Flexible & Accurate: Filters

Use a texel filter either on the texture on the CPU side, or if you are using programmable pipeline OpenGL, directly in the fragment shader.

The idea of a filter is simply that you run through a 2D loop to process every texel. If it is white, then you run through an inner 2D loop for each of its surrounding pixels in some radius, and adapt accordingly. This is also known as a box filter, though if you include the radius check, it is really a circular filter -- which avoids axis-al artifacting.
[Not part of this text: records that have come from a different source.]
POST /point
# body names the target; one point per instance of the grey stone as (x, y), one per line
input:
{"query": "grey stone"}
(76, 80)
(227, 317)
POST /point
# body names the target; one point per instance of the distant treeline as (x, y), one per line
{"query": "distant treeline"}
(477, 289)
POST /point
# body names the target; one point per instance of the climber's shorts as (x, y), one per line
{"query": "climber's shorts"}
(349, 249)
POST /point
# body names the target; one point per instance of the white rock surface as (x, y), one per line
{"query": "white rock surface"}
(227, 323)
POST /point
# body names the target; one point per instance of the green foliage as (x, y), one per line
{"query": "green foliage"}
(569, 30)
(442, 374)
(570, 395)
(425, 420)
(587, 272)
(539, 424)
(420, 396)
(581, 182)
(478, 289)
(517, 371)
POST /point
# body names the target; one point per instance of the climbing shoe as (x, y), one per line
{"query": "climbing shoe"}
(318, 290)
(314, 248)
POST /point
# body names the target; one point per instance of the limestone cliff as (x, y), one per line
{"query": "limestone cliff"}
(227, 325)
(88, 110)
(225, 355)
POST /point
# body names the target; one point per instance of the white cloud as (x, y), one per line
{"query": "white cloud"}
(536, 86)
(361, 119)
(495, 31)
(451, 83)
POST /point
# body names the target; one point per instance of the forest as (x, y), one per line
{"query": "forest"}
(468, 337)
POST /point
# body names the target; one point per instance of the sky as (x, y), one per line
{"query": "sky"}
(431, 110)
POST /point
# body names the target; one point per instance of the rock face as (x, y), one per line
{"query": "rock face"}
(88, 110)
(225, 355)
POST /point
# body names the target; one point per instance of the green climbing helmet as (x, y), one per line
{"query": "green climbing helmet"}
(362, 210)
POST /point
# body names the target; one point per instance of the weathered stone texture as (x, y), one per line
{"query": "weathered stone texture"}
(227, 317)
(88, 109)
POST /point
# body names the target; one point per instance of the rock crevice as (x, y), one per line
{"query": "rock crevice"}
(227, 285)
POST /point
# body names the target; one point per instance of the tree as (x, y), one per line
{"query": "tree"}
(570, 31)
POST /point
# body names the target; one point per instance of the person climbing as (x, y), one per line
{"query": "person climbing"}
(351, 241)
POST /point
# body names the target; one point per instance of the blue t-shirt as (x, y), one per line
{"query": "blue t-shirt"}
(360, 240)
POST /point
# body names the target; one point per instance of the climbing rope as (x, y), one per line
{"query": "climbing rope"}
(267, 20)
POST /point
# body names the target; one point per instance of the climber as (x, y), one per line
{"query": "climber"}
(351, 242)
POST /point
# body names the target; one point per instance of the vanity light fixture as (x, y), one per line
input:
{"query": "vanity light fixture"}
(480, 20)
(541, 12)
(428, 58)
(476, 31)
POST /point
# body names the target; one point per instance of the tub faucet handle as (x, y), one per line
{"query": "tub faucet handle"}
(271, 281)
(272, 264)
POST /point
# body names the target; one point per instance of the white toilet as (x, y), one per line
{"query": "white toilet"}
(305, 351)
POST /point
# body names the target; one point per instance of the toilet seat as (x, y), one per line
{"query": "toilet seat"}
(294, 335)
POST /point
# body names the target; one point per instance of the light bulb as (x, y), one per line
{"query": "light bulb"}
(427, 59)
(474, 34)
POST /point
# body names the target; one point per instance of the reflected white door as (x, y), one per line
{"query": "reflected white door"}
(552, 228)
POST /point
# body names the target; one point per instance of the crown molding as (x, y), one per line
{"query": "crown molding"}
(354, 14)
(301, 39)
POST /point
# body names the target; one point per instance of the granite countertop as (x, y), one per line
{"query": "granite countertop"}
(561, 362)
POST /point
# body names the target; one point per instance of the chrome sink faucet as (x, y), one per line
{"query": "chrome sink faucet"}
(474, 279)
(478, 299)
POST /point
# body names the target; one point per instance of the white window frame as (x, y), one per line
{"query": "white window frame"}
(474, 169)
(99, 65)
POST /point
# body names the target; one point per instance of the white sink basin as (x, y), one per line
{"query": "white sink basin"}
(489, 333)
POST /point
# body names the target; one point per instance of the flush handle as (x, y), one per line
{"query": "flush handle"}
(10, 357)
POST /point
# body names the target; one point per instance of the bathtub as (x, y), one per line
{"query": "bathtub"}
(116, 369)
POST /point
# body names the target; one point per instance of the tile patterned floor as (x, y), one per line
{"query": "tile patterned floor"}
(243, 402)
A faster way to do this is to precalculate the set of offsets from each central pixel that you check; this way, you needn't run a square root for every pixel surrounding a given pixel. You want to keep complexity down to `O(texWidth*texHeight) rather than O(texWidth*texHeight*filterRadius*filterRadius), in other words.

Easy: Multiple renders

Another way to achieve the effect would be not to scale the text, but instead to render your red outline at each of eight (or more) directions, each slightly offset from the original in that direction:

 \|/
--+--
 /|\

By offsetting each of the red versions like this, you would get a fairly uniform outer edge around your original text. Bear in mind that when shifting diagonally, you should use the same vector magnitude as when you shift horizontally or vertically, rather than simply offsetting by the same x and y values (which leads to a approximatlely 1.4x further length -- basic trig).

FYI

This sort of effect is known as dilation, and is sometimes performed via Minkowski Summation, which is the vector-based (continuous) approach to the pixel-based (quantised) box filter I described above.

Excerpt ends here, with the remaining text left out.